In the slideshow and list below you'll find everything from crisp fried guo tie to whispy small wontons in broth to sturdy boiled shui jiao. The list is not a ranking; each of these dumplings is special in its own way, and we're here to celebrate them all.
Click on any of the dumplings for photos and more details about them. Since many dumpling shops obscure their names or lie within labyrinthine malls, you'll also find photos of identifying signs or stalls to help you find your way.
Boiled Dumplings (Shui Jiao)
- Pork and Leek Dumplings at Yoz Shanghai: Fillings that are equal parts pork and vegetable, so bright and green you could call them refreshing.
- Lamb and Green Squash Dumplings at Tianjin Dumpling House: Beyond tender lamb falls apart within delicate skins, while mild summer squash adds subtle sweetness.
- Pork and Leek Dumplings at My Sweet Home Dumpling: Dumplings here are made to order, and taste clean and light. The skins are taut with a fresh chewiness, and the innards are juicy but not heavy. [Update 11/22/2013: Now closed]
- Pork and Fennel Dumplings at Best North Dumpling: Soft, thick skins contain a highly seasoned fatty pork filling made fragrant by dill, mistranslated as fennel.
- Spicy & Sour Lamb Dumplings at Biang!: Incredibly juicy lamb with chewy skins and the trademark Xi'an Famous Foods sauce of black vinegar, chili oil, cumin, and cilantro.
- "Three Kinds Dumplings" at Chinese-Korean Noodles and Dumpling: Pork, shrimp, and chives come together in a thick chewy skin. The pork is bold, the shrimp is sweet, and the chives are crisp, Don't miss the chili dipping sauce to pour on top.

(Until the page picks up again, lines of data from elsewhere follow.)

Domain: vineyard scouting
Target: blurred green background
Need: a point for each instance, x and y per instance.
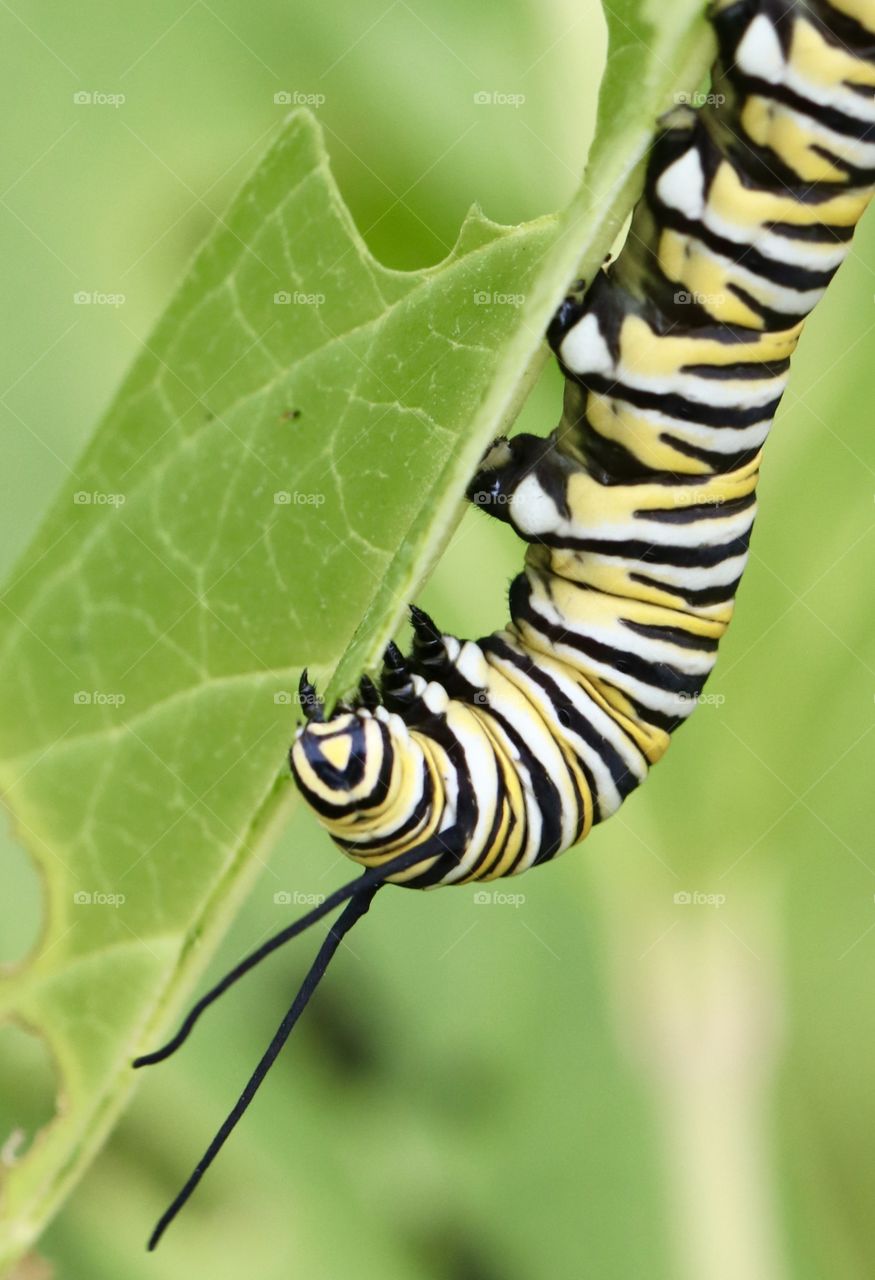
(600, 1080)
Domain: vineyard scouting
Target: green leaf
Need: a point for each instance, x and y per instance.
(275, 476)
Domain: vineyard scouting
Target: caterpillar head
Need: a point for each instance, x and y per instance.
(342, 763)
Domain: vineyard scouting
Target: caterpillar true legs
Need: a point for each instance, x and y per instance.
(482, 759)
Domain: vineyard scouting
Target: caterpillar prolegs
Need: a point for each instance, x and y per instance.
(480, 759)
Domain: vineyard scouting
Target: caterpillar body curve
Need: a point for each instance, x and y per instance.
(638, 508)
(477, 759)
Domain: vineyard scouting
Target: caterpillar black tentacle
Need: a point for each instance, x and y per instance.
(480, 759)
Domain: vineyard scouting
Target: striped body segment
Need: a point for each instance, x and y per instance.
(499, 754)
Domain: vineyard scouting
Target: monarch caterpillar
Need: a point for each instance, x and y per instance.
(480, 759)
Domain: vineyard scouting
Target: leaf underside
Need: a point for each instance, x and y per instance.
(271, 483)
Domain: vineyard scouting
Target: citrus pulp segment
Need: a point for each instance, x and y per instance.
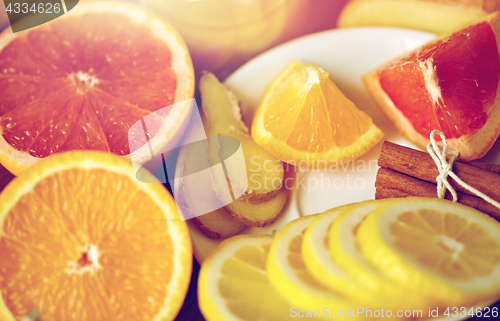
(316, 257)
(304, 119)
(290, 278)
(82, 239)
(343, 247)
(82, 80)
(446, 250)
(450, 83)
(233, 284)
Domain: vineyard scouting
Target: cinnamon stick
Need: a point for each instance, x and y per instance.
(420, 165)
(390, 184)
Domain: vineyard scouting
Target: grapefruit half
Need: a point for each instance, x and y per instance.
(450, 83)
(81, 81)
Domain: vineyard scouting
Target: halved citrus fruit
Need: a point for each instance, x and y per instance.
(305, 120)
(82, 80)
(82, 239)
(450, 83)
(444, 250)
(233, 284)
(291, 279)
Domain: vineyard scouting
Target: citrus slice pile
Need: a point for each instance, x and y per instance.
(82, 80)
(233, 284)
(82, 239)
(447, 251)
(392, 258)
(450, 84)
(305, 120)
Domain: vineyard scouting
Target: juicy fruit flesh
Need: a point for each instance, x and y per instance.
(311, 114)
(81, 82)
(100, 258)
(450, 85)
(245, 287)
(296, 261)
(446, 243)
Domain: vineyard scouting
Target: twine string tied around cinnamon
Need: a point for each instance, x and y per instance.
(446, 169)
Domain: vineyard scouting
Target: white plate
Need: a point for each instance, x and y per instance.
(346, 54)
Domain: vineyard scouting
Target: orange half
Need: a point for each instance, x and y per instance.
(82, 239)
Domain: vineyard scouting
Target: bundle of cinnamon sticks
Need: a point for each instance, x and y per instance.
(407, 172)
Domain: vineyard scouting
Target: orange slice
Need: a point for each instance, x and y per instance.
(82, 80)
(305, 120)
(450, 84)
(82, 239)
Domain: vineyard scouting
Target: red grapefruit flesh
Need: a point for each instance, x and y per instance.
(450, 84)
(82, 80)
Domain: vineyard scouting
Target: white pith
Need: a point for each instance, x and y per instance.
(431, 80)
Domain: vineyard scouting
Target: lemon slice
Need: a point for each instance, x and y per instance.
(447, 251)
(304, 119)
(316, 257)
(289, 276)
(390, 294)
(233, 283)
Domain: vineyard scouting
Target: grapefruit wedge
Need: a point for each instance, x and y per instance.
(81, 81)
(450, 83)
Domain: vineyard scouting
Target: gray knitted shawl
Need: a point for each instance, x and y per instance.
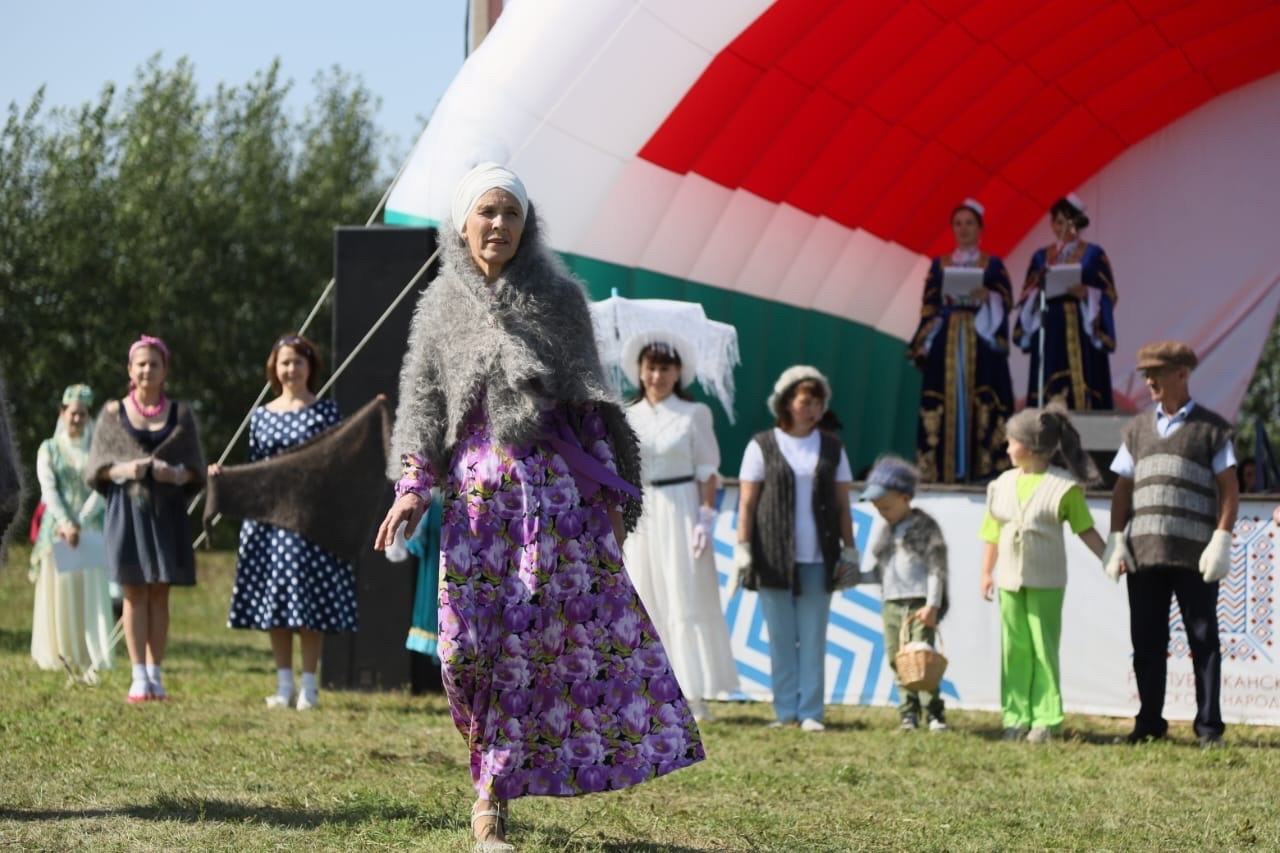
(525, 342)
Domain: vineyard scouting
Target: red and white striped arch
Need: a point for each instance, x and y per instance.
(809, 151)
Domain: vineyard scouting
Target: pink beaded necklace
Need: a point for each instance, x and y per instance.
(147, 411)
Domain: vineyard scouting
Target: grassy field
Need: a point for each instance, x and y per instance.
(214, 770)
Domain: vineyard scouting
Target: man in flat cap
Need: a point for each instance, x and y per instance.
(1176, 492)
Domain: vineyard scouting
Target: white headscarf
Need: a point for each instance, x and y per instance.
(481, 179)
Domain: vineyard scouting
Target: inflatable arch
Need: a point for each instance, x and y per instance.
(791, 165)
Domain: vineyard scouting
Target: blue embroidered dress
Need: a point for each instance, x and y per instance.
(1079, 334)
(967, 393)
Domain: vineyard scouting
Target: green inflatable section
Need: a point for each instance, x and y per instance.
(874, 391)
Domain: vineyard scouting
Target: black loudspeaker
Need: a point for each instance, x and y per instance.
(371, 268)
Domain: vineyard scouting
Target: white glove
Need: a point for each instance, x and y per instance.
(1115, 553)
(741, 565)
(1216, 559)
(848, 569)
(703, 529)
(398, 550)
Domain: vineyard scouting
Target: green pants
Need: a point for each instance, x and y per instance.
(1031, 630)
(894, 614)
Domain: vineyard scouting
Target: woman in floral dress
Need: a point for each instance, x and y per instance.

Pan-Fried Dumplings (Guo Tie)
- Pork and Leek Pan-Fried Dumplings at Sliced Noodles: Superbly juicy potstickers steamed and fried into a unique asterisk shape, eight joined together in a sheet of crisp starch.
- Wontons in Hot Oil at White Bear: Perhaps the best dumplings in the neighborhood, verdant greens and delicate pork come in whispy skins and a dressing of chili oil, roasted chilies, and pickled vegetables.
- Small Wontons at Lao Wang Ji: Paper-thin folds of dough hold tiny nubbins of pork, all floating in chicken soup.
- Wonton Noodle Soup at Sifu Chio: A sturdy and reliable bowl of shrimp and pork wontons with bouncy noodles in a chicken broth darkened with rice wine.
What About Soup Dumplings?
You may be asking, "where are the soup dumplings?" After all, one of the city's most celebrated soup dumpling destinations, Nan Xiang, is right in Flushing. We've tried them, as well as other acclaimed ones, and keep coming into consistency problems. One day the dumplings are great; another just okay; and another totally awful. So the jury is still out on consistently delicious soup dumplings in Flushing—we'll let you know if we find anything special.